Like any good and committed lover, the author must be honest about and accept of all the character’s weaknesses and strengths, including the less-than-admirable and vulnerable as well as the heroic.
It’s important, therefore, that authors do their homework as they create the characters they care about most.
Creating a Back-Story Life
1. Know how your character speaks. In fact, speak the lines out loud to ensure the words capture an idiosyncratic style, background and accent--different from anyone else in the book.
2. Have a portrait in mind of how the character looks, including height, weight, skin color, hair and posture. How they smell. Their favorite foods.
3. Know how the character dresses from coat to underwear, even if it never appears in the light of day.
4. Inhabit the character's deepest feelings--both admirable and not, so long as they are authentic and true to the person’s role and experience.
5. Understand their habits and skills, including special talents, obsessions, fears and aversions, traits found far beneath what the other characters in the book may perceive or understand.
Notable Alter Egos
F. Scott Fitzgerald wrote about Nick Carroway with a far deeper self-identification than he felt with the enigmatic Gatsby.
Virginia Woolf knew exactly what Mrs. Dalloway was thinking in her most private thoughts, as she created a heroine who was not honest to either her husband, Richard, or her former romantic interest, Peter Walsh.
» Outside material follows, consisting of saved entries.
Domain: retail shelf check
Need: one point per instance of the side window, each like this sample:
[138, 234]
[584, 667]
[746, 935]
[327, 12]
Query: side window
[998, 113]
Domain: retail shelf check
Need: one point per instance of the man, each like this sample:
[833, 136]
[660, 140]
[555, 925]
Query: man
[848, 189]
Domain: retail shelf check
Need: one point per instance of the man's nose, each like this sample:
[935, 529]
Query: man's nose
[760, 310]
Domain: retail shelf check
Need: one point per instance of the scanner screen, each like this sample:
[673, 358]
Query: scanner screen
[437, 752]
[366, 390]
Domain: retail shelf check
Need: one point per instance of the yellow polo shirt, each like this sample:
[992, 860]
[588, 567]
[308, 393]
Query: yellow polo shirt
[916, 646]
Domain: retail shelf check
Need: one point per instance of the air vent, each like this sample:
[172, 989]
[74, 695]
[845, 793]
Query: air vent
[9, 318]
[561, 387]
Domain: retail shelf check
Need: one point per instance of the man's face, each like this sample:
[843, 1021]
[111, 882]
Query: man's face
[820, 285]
"My Characters Force Me to Adopt Their Hobbies"
Best-selling author Patricia Cornwell inhabits and writes from inside the mind of Kay Scarpetta, the forensic pathologist and lead sleuth in a number of Cornwell's books.
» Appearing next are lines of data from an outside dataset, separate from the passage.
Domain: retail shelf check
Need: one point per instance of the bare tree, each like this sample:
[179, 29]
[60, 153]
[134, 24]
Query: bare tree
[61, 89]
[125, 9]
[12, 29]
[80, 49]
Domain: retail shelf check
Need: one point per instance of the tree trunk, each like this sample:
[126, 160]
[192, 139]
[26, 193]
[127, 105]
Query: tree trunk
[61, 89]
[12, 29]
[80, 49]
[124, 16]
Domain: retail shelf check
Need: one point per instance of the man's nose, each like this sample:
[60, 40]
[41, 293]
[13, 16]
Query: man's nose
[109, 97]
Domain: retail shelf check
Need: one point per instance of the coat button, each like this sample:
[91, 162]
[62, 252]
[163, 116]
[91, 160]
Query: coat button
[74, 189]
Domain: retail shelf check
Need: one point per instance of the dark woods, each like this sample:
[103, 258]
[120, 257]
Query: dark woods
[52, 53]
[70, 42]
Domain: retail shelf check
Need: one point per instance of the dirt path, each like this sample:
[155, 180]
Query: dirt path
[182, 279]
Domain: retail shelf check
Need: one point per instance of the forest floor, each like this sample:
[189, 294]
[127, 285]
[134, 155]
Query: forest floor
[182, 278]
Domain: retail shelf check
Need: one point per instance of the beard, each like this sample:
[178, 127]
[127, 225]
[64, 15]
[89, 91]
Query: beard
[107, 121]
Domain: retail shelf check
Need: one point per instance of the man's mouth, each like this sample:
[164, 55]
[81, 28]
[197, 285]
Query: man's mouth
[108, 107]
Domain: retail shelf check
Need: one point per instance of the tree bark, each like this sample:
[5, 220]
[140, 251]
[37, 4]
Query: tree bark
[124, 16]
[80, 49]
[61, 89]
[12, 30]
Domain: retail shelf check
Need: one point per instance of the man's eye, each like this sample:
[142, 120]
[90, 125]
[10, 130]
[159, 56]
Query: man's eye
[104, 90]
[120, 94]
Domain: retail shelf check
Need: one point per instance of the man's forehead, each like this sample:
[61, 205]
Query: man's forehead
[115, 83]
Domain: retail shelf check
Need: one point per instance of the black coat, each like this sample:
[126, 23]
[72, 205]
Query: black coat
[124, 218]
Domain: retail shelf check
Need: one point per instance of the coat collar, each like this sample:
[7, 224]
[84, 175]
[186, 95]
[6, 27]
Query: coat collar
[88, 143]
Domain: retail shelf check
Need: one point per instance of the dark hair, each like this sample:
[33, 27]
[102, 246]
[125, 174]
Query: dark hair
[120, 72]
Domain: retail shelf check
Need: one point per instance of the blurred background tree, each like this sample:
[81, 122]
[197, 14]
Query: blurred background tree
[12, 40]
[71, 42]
To research the Scarpetta books, Cornwell became acquainted with forensic dissection by spending time in a coroner’s morgue, learned to fly a helicopter, and overcame her aversion to scuba diving so she could experience the verisimilitude needed for a scene about a deep-sea body search.
Is It Love?
You bet, and more. It’s what makes writing fun and rewarding. If you achieve that level of love for at least one character in every one of your books, your readers will benefit in the end.